安彦良和、第7回井上靖記念文化賞の特別賞を受賞 5月に旭川市で講演会も

安彦良和

安彦良和が、第7回井上靖記念文化賞の特別賞を受賞した。

井上靖記念文化賞は、北海道・旭川ゆかりの作家である井上靖の業績と遺志を記念した文化賞。NPO法人旭川文学資料友の会・北海道新聞旭川支社・旭川市教育委員会が実行委員会を構成し、優れた文化活動を通じて継続的に地域や社会への貢献を行っている人物を表彰している。

第7回となる今回は、写真家の石内都が井上靖記念文化賞を、安彦が井上靖記念文化賞特別賞を受賞。安彦への贈賞理として、「日本を代表する漫画家、アニメ製作者として知られている」こと、またそこに留まらず「『虹色のトロツキー』で近代日本の闇を、『ヤマトタケル』や『ナムジ』では古代、あるいは神代の日本を描き、マンガの世界に新しい領土を切り開いたパイオニアである」ことが挙げられている。

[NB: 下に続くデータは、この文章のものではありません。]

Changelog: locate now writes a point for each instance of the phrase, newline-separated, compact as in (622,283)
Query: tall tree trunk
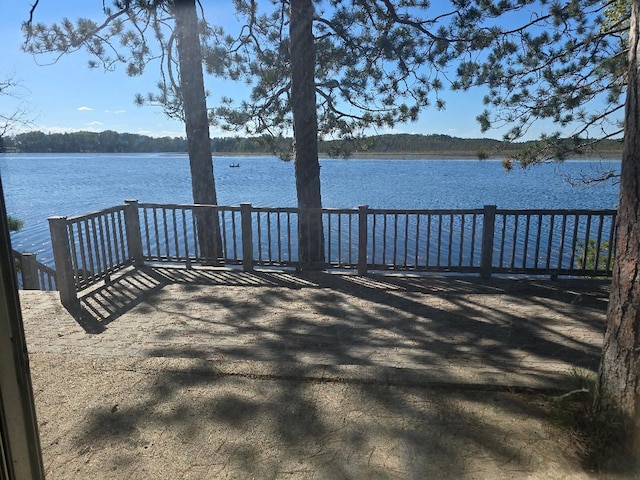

5月18日に、北海道・アートホテル旭川で贈呈式が開催される。また同日、石内と安彦による受賞記念講演会が実施決定。参加希望者は旭川市の公式サイトをチェックして申し込もう。先着順で定員は100人。

安彦は1947年、北海道紋別郡遠軽町生まれのマンガ家・アニメーター・アニメ監督。1970年に虫プロダクションに入社し、1973年からはフリーのアニメ作家として活躍した。「勇者ライディーン」など多くのアニメに携わり、「機動戦士ガンダム」ではキャラクターデザインと作画監督を務めた。1979年に「アリオン」でマンガ家デビュー。古代日本に題材をとった「ナムジ」「神武」「ヤマトタケル」、明治以降の近現代史の裏面を描いた「虹色のトロツキー」「王道の狗」、西洋が舞台の「ジャンヌ」「イエス」「我が名はネロ」など著書多数。「機動戦士ガンダム THE ORIGIN」は累計1000万部を超えるヒットとなった。同作は2015年から2018年にかけて、安彦が総監督となり全6話でアニメ化。さらに2022年には監督を務めた劇場アニメ「機動戦士ガンダム ククルス・ドアンの島」が公開された。現在は「乾と巽 ―ザバイカル戦記―」を月刊アフタヌーン(講談社)にて連載中。

安彦良和への贈賞の理

安彦良和氏は日本を代表する漫画家、アニメ製作者として知られている。『機動戦士ガンダム』の名を聞いたことのない日本人は少ないだろう。だが、氏の功績はそこに留まらない。『虹色のトロツキー』で近代日本の闇を、『ヤマトタケル』や『ナムジ』では古代、あるいは神代の日本を描き、マンガの世界に新しい領土を切り開いたパイオニアである。

石内都への贈賞の理

石内都氏は1970年代末に、自らが育った横須賀の写真シリーズによって脚光を浴びて以来、記憶をテーマにした独自の表現の可能性を切り開いてきた。母が身に着けていた衣装を撮った「Mother’s」のシリーズや広島の原爆記念館の遺品をモチーフにしたシリーズは、身体的、生理的な感覚と鋭敏な批評精神を一体化させた世界として高く評価されている。